Enhanced code enforcement in Union Township helps clean up blight

The fight against blight is making headway in Union Township as officials renew their focus on code enforcement.

The township consolidated its building, rental housing, and zoning code enforcement in 2019 as the Community and Economic Development Department and hired Rodney Nanney as its director in January 2020 to oversee those units. Since his appointment, Nanney and his team have doubled down on cases involving blight such as overgrown weeds and junk vehicles in yards.

Rodney Nanney, Union Township Community and Economic Department Director.“It’s really about making sure we have a safe community and educating residents on what the rules say,” Nanney says. “For the most part, it’s common sense: If you do things like let your grass grow over a foot high or keep junk vehicles on your property, you’re going to affect your neighbors.”

Blight lowers property values, negatively impacts the economy, increases crime, and damages residents’ well-being and connection to their community, according to the Michigan Municipal League.

Code enforcement is one more way for Union Township leaders to ensure all residents enjoy a safe environment in which they can take pride.

When a resident or property owner is found in violation of an ordinance requirement, the administrator sends a letter to inform them of the violation and potential penalties, provides direction for corrective action, and establishes a reasonable time for completion. If corrections aren’t made, follow-up enforcement actions are taken until the violation is resolved.
Peter Gallinat, Union Township Zoning Administrator.
“We don’t issue very many municipal civil infraction tickets because we don’t want to go to court if we don’t have to,” Nanney says. “But the civil infraction process is one of the tools I’ve used elsewhere and found to be effective.”

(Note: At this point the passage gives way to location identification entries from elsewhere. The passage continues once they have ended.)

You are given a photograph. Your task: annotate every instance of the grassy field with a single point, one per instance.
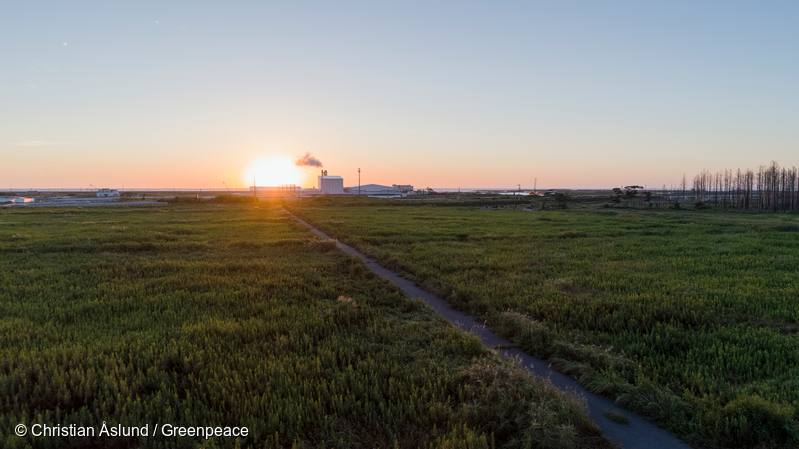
(690, 317)
(212, 315)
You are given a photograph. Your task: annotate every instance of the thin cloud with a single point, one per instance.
(308, 160)
(36, 143)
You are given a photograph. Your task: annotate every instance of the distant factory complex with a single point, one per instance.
(334, 185)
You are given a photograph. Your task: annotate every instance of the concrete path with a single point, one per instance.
(639, 434)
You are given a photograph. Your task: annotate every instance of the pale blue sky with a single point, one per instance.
(476, 94)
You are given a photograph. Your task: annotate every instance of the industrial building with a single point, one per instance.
(330, 185)
(380, 191)
(107, 192)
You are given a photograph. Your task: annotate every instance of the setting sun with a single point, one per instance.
(273, 171)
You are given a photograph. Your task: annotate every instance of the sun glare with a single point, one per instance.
(273, 171)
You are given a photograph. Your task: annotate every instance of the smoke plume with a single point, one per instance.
(308, 160)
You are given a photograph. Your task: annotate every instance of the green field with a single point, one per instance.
(233, 315)
(690, 317)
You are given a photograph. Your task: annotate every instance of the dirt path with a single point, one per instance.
(639, 434)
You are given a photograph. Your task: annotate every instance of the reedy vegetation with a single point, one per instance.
(688, 317)
(238, 316)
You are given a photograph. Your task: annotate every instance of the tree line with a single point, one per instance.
(769, 188)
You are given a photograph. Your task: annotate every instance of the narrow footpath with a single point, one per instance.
(639, 434)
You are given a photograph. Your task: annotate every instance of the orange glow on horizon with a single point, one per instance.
(272, 171)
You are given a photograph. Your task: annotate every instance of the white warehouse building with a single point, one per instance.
(330, 185)
(107, 192)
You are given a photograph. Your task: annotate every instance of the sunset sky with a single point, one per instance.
(579, 94)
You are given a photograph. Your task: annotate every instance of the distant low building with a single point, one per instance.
(107, 192)
(402, 188)
(330, 185)
(376, 190)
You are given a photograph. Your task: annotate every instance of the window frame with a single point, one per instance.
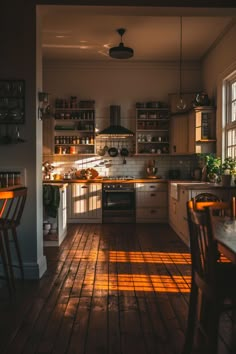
(228, 124)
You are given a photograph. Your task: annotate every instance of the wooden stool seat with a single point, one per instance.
(11, 209)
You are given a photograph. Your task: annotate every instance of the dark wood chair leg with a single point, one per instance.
(5, 267)
(9, 258)
(191, 321)
(15, 240)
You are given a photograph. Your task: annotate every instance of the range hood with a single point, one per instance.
(115, 130)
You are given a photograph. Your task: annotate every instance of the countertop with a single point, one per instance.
(201, 185)
(103, 180)
(10, 188)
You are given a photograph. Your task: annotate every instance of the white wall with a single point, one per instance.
(118, 83)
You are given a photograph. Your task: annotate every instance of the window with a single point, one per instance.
(230, 116)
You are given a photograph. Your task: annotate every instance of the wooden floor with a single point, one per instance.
(109, 289)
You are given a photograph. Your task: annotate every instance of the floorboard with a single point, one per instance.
(108, 289)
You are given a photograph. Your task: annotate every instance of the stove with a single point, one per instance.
(118, 200)
(118, 178)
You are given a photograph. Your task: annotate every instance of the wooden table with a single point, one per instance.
(225, 234)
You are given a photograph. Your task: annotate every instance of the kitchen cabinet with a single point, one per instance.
(179, 134)
(202, 130)
(58, 229)
(85, 203)
(74, 131)
(152, 131)
(151, 202)
(177, 205)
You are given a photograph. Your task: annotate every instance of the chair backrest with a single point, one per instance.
(203, 246)
(11, 206)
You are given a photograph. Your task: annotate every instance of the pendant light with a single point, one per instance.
(121, 52)
(181, 104)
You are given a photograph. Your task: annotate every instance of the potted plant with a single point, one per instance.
(228, 169)
(211, 167)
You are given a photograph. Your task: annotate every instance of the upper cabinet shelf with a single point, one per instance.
(152, 130)
(74, 127)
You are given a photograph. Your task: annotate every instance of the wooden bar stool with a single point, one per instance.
(11, 209)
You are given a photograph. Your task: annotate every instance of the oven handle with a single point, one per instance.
(119, 191)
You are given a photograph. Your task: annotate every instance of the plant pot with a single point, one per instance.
(226, 180)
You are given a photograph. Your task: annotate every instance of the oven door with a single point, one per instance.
(118, 206)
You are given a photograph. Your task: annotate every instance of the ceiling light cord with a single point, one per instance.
(181, 105)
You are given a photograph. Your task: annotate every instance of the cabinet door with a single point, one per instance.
(179, 134)
(86, 201)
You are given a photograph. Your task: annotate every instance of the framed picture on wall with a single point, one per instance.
(12, 101)
(188, 98)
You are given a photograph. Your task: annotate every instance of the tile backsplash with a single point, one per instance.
(133, 166)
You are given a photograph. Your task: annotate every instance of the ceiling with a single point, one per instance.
(81, 33)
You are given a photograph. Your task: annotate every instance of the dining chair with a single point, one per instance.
(12, 205)
(211, 280)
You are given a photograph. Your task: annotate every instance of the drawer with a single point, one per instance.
(151, 213)
(151, 199)
(149, 187)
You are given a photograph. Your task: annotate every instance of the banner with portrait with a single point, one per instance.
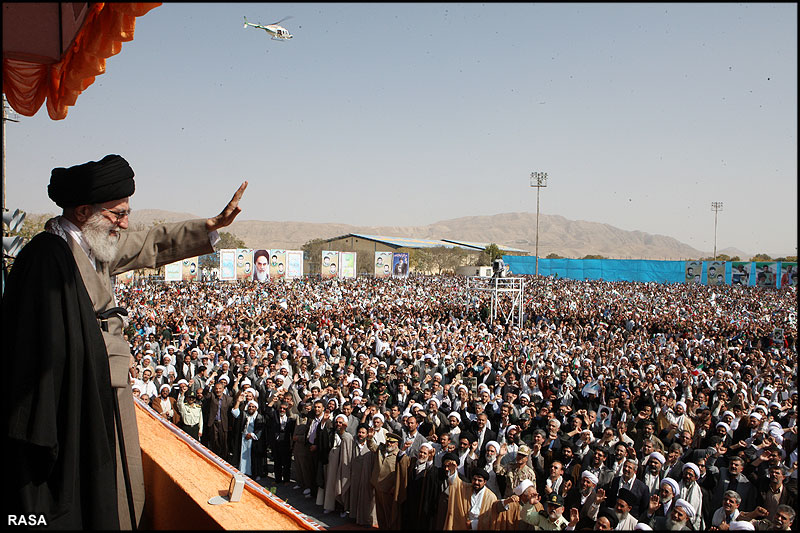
(788, 274)
(383, 264)
(400, 265)
(126, 278)
(330, 264)
(766, 274)
(190, 269)
(740, 272)
(694, 271)
(294, 264)
(244, 263)
(173, 271)
(347, 265)
(715, 274)
(277, 264)
(227, 265)
(261, 266)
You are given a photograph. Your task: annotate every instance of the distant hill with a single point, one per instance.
(568, 238)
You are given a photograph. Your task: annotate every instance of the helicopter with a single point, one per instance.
(279, 33)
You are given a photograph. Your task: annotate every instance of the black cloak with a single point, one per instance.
(59, 421)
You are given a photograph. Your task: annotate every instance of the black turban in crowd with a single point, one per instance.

Union Township Zoning Administrator Peter Gallinat says one of their more successful blight programs is controlling tall grass or weeds. Township ordinances say they cannot exceed 12 inches in height.

“Things are really moving in the right direction when it comes to enforcing our ordinances,” Gallinat says.

Nanney suggests residents call or email the township if they’re unsure about local zoning and property maintenance ordinances.

“Any resident – especially people who are new to the community and wonder if they can do X, Y, or Z – just ask. That’s what we’re here for,” he says. “It’s always better to ask ahead of time than to try to resolve after the fact.”